I appreciate this is a niche pastime.
This particular aircraft was a Super VC10, the last of the model off the production line at Weybridge and now the property of Brooklands. I, along with 70 or so other punters, had come to see/hear it start up and taxi along the runway.
Riding round the perimeter track of an active airfield to the parking area, past security and a barrier at the gate, was a thrill in itself. At 1PM, a volunteer came to tell us that things would be delayed as the plane wouldn't start: "It started beautifully at 8:30 this morning!"
Ten minutes later, the engines began to run. It was worth the wait. Whenever I thought that this must surely be maximum noise, it got just a little noisier. Finally, the plane began to move, turned around (blowing a volunteer's hat off, to much hilarity) and made stately progress up the runway, turned around, and came back.

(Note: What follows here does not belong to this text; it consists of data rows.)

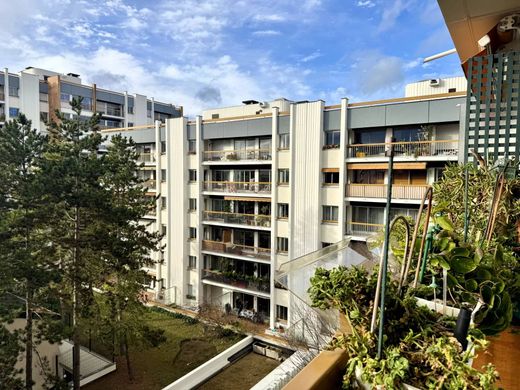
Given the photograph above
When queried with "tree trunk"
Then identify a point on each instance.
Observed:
(28, 337)
(127, 357)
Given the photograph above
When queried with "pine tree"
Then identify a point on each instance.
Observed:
(25, 255)
(73, 169)
(129, 244)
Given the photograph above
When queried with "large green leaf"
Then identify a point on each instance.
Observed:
(462, 265)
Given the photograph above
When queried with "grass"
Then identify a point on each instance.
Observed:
(189, 344)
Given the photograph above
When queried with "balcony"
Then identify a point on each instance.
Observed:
(238, 155)
(414, 149)
(238, 186)
(406, 192)
(146, 157)
(234, 279)
(258, 220)
(236, 249)
(364, 228)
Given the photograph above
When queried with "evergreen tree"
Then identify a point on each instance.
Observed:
(129, 245)
(73, 168)
(25, 254)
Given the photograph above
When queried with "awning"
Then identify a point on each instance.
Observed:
(415, 165)
(247, 199)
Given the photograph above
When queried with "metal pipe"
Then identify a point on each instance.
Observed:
(385, 251)
(440, 55)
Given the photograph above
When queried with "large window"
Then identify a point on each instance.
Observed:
(284, 141)
(283, 176)
(282, 244)
(374, 136)
(281, 313)
(332, 138)
(330, 213)
(192, 175)
(283, 210)
(330, 178)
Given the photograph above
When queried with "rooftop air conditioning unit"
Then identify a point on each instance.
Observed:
(435, 82)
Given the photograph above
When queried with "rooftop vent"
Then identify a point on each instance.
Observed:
(248, 102)
(435, 82)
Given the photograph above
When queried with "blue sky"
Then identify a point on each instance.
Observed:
(204, 54)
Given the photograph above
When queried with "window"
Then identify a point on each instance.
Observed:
(192, 175)
(281, 313)
(190, 294)
(283, 176)
(163, 202)
(330, 213)
(284, 141)
(13, 91)
(332, 139)
(192, 145)
(283, 210)
(330, 178)
(282, 244)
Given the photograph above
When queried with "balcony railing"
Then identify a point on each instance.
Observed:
(238, 280)
(237, 186)
(404, 149)
(236, 249)
(364, 227)
(380, 190)
(238, 219)
(146, 157)
(238, 155)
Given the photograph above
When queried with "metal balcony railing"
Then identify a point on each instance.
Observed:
(379, 191)
(406, 149)
(238, 219)
(236, 249)
(146, 157)
(238, 155)
(364, 227)
(237, 186)
(248, 282)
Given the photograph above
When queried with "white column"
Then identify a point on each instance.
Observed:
(199, 148)
(125, 108)
(6, 93)
(158, 211)
(343, 166)
(274, 227)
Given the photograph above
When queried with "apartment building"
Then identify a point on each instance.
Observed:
(242, 190)
(38, 93)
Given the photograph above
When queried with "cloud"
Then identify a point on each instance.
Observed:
(366, 4)
(311, 56)
(269, 18)
(266, 32)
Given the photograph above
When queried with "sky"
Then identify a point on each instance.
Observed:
(214, 53)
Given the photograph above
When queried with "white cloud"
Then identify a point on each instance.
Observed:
(266, 32)
(367, 4)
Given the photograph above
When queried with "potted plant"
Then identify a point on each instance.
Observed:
(419, 347)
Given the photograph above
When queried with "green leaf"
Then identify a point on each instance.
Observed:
(462, 265)
(444, 222)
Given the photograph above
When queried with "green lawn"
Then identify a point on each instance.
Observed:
(187, 346)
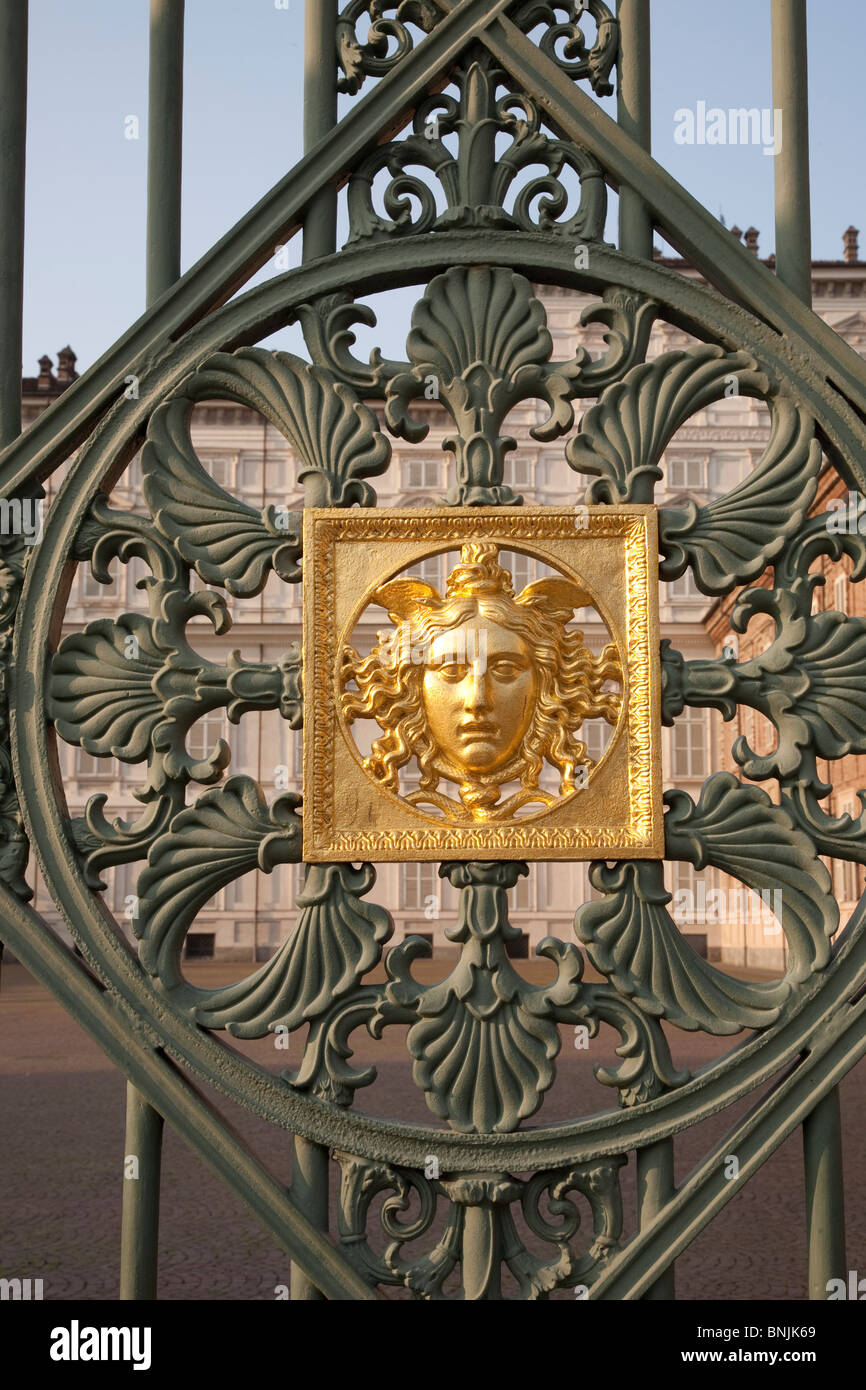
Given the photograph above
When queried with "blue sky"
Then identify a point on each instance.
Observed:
(85, 211)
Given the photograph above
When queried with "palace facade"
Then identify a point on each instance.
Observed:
(250, 459)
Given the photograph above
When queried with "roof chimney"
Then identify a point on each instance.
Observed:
(46, 377)
(66, 364)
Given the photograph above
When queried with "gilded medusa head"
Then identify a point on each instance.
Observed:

Then they ran the Napier-Railton, a beast of a 1930s race car with a 24-litre aeroplane engine. It has no starting-handle and requires bump starting, which on this occasion took five men running behind the car and getting a faceful of smoke when it eventually deigned to get going.
After things had quietened down, I went on board the VC10 to learn about its history and sit in the cockpit. When I was in the Air Training Corps, I went on a refuelling flight in one of these (we filled up two Jaguars and another VC10, and it was awesome), so I was a little sad to see it reduced to a museum piece. Walking past the huge fuel tanks in the rear of the aircraft brought it all back.
It was raining more heavily when I emerged, so I chatted to the Napier-Railton crew for a bit. (One of them was the dead spit of Bill Pertwee in Dad's Army, which was nice for me.) Of course, they all said "Nice bike you've got there! What'll it do?" and showed me photos on their phones of their own cherished, classic bikes.
When the weather eased I extracted myself and they waved me off with cries of "Mind how you go! Don't brake in the corners!"